Programme Specification

Teaching & Learning

Teaching & Learning

Learning Outcomes
Knowledge
  1. How to assess data and evidence critically from texts, manuscripts, audio and video sources, both analog and digital, solve problems of conflicting sources and conflicting interpretations, develop skills in critical judgements of complex source materials, locate materials in print and on line, use research resources (particularly research library catalogues and websites) and other relevant traditional and electronic sources.
  2. Knowledge and understanding of the dynamics and debates about the role of media and Information Communication Technologies in the development process: to be able to critically examine the discourses of development, the  roles of national and international organizations, NGOs, citizens in defining and producing development and the emergence of critical and alternative paradigms for sustainable societies; to be aware of the key theoretical issues surrounding the role of media and Information Communication Technologies in development processes; to be able to analytically disaggregate economic, political, social and cultural strands of development and the nature of mediated practices within each;  develop awareness of emergent models of sustainable development in which contemporary media practices play a key role; analyze the role of the media in hegemonic representations of social change and development.
Intellectual (thinking) skills
  1. To be critical and precise in their assessment of evidence, and to understand through practice what documents and electronic sources can and cannot tell us. Such skills should improve and be refined throughout the programme.
  2. Question theories and interpretations, however authoritative, and critically reassess evidence for themselves. Students will learn how to question and challenge the accepted tenets both of development and media as the means of transmission of messages. These skills should improve and be refined throughout the programme.
  3. Critically interrogate situated empirical examples of specific media and Information Communication Technologies practices in development contexts in Asia, Africa, Middle East
Subject-based practical skills
  1. Communicate effectively in writing
  2. Retrieve, sift and select information from a variety of conventional and electronic sources
  3. Communicate orally to a group.
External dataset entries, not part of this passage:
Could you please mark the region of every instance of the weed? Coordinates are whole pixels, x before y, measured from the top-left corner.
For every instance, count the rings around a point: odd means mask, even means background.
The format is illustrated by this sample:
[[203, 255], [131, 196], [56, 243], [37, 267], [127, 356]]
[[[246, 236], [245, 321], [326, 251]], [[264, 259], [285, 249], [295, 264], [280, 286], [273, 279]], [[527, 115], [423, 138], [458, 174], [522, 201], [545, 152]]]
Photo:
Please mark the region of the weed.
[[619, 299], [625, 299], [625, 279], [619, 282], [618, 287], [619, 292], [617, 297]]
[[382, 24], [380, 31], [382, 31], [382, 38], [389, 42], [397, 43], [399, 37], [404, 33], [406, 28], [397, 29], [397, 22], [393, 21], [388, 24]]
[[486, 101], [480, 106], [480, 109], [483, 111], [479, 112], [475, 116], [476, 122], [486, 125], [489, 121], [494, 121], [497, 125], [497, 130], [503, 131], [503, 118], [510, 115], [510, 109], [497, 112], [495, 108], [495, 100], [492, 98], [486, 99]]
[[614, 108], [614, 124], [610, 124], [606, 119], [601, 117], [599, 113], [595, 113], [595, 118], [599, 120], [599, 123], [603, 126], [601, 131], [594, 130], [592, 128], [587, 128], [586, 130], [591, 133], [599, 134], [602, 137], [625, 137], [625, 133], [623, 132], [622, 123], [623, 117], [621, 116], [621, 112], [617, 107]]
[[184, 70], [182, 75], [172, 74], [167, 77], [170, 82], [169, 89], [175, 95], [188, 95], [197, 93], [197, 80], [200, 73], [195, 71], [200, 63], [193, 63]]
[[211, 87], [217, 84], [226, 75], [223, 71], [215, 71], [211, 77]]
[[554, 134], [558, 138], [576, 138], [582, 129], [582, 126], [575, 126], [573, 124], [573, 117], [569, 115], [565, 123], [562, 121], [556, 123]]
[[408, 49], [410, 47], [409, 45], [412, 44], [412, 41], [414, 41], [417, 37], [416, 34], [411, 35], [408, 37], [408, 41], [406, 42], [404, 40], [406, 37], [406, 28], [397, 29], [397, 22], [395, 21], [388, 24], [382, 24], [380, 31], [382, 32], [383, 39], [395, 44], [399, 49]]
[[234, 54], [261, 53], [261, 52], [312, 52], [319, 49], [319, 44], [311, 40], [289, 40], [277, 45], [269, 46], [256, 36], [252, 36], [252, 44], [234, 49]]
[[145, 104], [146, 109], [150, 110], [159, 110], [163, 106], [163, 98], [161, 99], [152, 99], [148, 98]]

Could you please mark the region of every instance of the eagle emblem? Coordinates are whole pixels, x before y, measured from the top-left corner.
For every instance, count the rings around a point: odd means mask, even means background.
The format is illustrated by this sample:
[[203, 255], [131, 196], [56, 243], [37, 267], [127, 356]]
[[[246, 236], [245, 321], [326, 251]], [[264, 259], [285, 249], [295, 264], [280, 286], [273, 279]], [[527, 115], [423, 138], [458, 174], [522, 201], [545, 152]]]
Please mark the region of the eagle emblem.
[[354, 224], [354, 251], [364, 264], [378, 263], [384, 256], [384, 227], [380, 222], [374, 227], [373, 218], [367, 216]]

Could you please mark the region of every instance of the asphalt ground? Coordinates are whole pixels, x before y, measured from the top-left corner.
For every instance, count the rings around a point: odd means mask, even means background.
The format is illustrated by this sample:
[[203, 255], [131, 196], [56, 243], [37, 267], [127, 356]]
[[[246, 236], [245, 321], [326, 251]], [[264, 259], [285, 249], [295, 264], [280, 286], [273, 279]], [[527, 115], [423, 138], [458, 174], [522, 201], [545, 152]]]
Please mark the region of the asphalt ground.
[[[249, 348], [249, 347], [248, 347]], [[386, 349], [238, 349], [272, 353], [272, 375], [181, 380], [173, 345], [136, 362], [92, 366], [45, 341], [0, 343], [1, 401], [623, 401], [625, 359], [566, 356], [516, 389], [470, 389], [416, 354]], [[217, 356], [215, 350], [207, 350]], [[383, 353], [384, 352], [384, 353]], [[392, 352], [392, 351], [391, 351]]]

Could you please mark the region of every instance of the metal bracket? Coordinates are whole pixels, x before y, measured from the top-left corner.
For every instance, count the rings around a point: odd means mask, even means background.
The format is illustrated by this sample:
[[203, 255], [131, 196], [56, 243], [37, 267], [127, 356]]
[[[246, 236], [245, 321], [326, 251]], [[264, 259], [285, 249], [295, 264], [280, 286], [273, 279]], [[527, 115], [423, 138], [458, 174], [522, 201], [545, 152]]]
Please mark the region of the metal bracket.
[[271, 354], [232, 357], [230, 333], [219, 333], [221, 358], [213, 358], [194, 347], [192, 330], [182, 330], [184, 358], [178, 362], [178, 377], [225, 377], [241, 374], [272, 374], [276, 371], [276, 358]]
Listen and discuss ideas introduced during seminars and classes.
  4. Practise research techniques in a variety of specialized research libraries and institutes.
  5. Have developed some new competencies in digital media production and dissemination
Transferable skills
  1. Write good essays and dissertations
  2. Structure and communicate ideas effectively both orally and in writing
  3. Understand unconventional ideas
  4. Study a variety of written and digital materials, in libraries, on line and research libraries of a kind they will not have used as undergraduates.
  5. Present material orally to a group.
  6. Have developed a range of on-line competencies

Destinations

As well as academic expertise, MA Media in Development graduates from SOAS gain a portfolio of widely transferable skills which employers seek. These include; written and oral communication skills, attention to detail, analytical and problem-solving skills and the ability to research, amass and order information from a variety of sources.  This postgraduate degree provides students with a body of work and a diverse range of skills that they can use to market themselves with when they graduate.  

For more information about Graduate Destinations from this department, please visit the Careers Service website.

A Student's Perspective

The Media and Middle East degree is one in a million. It was truly a unique and unforgettable experience for anyone wanting a critical and introspective look at the ever-dynamic relationship between media, politics, and society in the Middle East.